Key words: Evaluation of Geographic Information Retrieval, Geographic Information Retrieval, Interactive Information Retrieval, Human-Computer Interaction Information Retrieval.

RESUMEN

En los últimos años, dentro del área de Recuperación de Información, el área de investigación relacionada con los Sistemas de Recuperación de Información Geográfica ha seguido atrayendo la atención de la comunidad investigadora mediante la celebración de varios foros de evaluación. Sin embargo, estos foros proporcionan colecciones de prueba compuestas de documentos de texto y consultas que están listas para evaluar sistemas no interactivos. Este marco de evaluación reduce las posibilidades de llevar a cabo una evaluación más completa de estos sistemas debido a que no se están considerando varias características como la diversidad proporcionada por diferentes fuentes de información o la interacción hombre-computadora. El objetivo de este trabajo es describir un nuevo enfoque para evaluar sistemas interactivos de Recuperación de Información Geográfica, cuya principal novedad es considerar el conocimiento del usuario generado por la interacción hombre-computadora así como la información espacial proporcionada por diferentes fuentes de datos. El método propuesto requerirá la generación de una colección de pruebas a partir de tres fuentes de datos principales (Geonames, Wikipedia y OpenStreetMap), así como un conjunto de consultas que constarán de una tupla de tres componentes: el tipo de objeto, la relación espacial y Objeto geográfico. Como resultado, el enfoque de evaluación propuesto integra las dos estrategias más utilizadas para evaluar los sistemas de IR, que se centran en el sistema y en el usuario final, aplicando varias técnicas de satisfacción de usuario y pruebas de usabilidad.
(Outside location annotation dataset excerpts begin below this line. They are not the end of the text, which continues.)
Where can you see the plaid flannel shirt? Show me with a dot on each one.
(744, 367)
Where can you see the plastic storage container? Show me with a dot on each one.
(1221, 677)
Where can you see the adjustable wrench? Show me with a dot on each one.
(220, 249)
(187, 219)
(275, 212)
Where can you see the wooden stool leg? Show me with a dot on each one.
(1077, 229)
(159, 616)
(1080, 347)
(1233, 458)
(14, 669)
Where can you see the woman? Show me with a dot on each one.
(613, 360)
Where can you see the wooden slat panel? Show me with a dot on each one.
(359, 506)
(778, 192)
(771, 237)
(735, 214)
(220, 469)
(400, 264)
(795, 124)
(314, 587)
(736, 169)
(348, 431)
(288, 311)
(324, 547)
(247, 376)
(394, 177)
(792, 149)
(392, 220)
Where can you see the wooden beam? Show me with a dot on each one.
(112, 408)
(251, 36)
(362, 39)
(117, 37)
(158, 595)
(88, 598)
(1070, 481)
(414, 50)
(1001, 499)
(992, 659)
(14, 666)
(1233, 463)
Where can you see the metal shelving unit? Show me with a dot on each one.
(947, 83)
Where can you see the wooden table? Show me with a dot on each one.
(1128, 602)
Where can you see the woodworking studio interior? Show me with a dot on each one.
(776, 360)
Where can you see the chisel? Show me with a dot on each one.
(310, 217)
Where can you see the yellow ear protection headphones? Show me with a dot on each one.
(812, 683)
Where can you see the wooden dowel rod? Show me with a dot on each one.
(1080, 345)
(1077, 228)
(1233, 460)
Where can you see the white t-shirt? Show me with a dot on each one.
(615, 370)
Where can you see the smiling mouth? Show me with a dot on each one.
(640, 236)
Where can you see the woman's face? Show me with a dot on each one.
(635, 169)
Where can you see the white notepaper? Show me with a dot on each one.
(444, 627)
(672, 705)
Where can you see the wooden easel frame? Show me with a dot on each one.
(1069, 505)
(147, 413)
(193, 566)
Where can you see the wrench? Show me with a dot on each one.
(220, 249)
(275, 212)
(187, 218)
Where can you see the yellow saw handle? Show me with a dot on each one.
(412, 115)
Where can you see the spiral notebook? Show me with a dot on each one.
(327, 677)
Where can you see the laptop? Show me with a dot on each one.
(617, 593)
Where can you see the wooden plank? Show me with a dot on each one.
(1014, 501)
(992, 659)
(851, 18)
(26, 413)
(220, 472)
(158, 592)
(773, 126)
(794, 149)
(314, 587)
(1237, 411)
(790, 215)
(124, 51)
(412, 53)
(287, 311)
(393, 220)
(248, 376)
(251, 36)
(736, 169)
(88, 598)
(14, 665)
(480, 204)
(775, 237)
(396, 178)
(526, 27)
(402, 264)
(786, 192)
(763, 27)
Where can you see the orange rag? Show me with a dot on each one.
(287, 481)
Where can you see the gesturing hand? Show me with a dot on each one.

Como conclusión principal, señalamos que el proceso de evaluación de los sistemas de Recuperación de Información Geográfica debe considerar el conocimiento del usuario generado por la interacción hombre-computadora, así como la información espacial proporcionada por fuentes de datos diferentes y heterogéneos.

Palabras clave: evaluación de la recuperación de información geográfica, recuperación de información geográfica, recuperación de información interactiva, recuperación de información basado en la interacción humano-computador.

INTRODUCTION

Whilst the evaluation methods of classical Information Retrieval (IR) systems have already been widely studied since the middle of last century, the analysis of the user’s impact and their interactions with the information systems are not yet well established (Kelly & Sugimoto, 2013). The difference between classical IR and Interactive Information Retrieval (IIR) focuses on how the system retrieves relevant documents so that while IR systems are concerned about whether relevant documents are retrieved, IIR systems focus on whether people can use the system to retrieve relevant documents. Furthermore, Kelly (2009) points out that the main change in the study of interactive systems with real users involves the non‐applicability of the Cranfield model because it requires defining the relevance level of the documents for a specific query.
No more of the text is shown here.